When Gramma Dolly died, my Aunt was with her. She was sleeping comfortably and just stopped breathing.

It was important to me to be at her funeral, with my Mom's family, to say goodbye. The service was good with lots of people from the community. The minister spoke highly of her as a member of the church and my Aunt gave a touching eulogy. The choir forgot the refrain of "Just a Closer Walk with Thee" and the minister sang the completely wrong words, and my whole family got a case of the giggles. They are my people.

The interment was moving and sad. Everyone cried. Except me. I don't cry at funerals and I have been to enough by now to know that I probably never will. I am the one who is strong. I hug the people who are crying, hand out Kleenex and give knowing smiles. When everything is done I will cry, but it's not my turn yet.

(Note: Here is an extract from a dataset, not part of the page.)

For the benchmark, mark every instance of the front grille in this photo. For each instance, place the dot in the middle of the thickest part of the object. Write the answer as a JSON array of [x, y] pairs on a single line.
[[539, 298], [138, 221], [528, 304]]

My Gramma Dolly was 93 years old and was married to my Pa for over 60 years. She had 5 children, 14 grandchildren and 4 great-grandchildren. She always had home-made play-dough, freshie-drink and rice-crispy squares ready. She made the most delicious chocolate chip cookies, blueberry pie and raspberry freezer jam. She was my fun Gramma who water skied, vacationed in tropical places and let us eat ice cream with tons of chocolate syrup. She collected Royal Doulton figurines, decorative spoons and crystal ornaments. She always told me she loved me.

I saved every card and letter she ever wrote me in a hallow Reader's Digest book she gave me years and years ago.

I love my Gramma Dolly and miss her so much.